Each stop takes longer as more people get on and off and the bus has to wait. Stops that normally attract few riders are now more likely to have riders waiting.
Every stop brings the second bus closer and closer, eventually catching up to the front bus.
This makes passengers angry. Buses run late and are more crowded. It can be confusing when two buses show up at the same time.
The good: The CTA can schedule more buses on that route to handle the extra riders and prevent bunches.
The bad: This costs the agency money, which isn’t always available.
The good: To speed up, the lead bus can run express to a transfer point farther down the route.
The bad: That inconveniences riders who miss their stop and those who have to watch the bus pass them.
The good: The trailing bus can jump ahead, filling the gap.
The bad: Riders see a later bus run ahead.
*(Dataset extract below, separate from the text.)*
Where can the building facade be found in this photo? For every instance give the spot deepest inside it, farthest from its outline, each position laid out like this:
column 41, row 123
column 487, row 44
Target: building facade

The trailing bus may still have passengers needing to get off, keeping it from running any faster.
The good: The front bus can “short turn” by dropping off passengers, going out-of-service and turning the other way.
The bad: Passengers are inconvenienced. The CTA has to make sure the trailing buses have enough room for additional riders.
What did we learn? Without planning and intervention, buses naturally bunch.
While the CTA has a number of options to combat bunching, each has the potential to frustrate riders.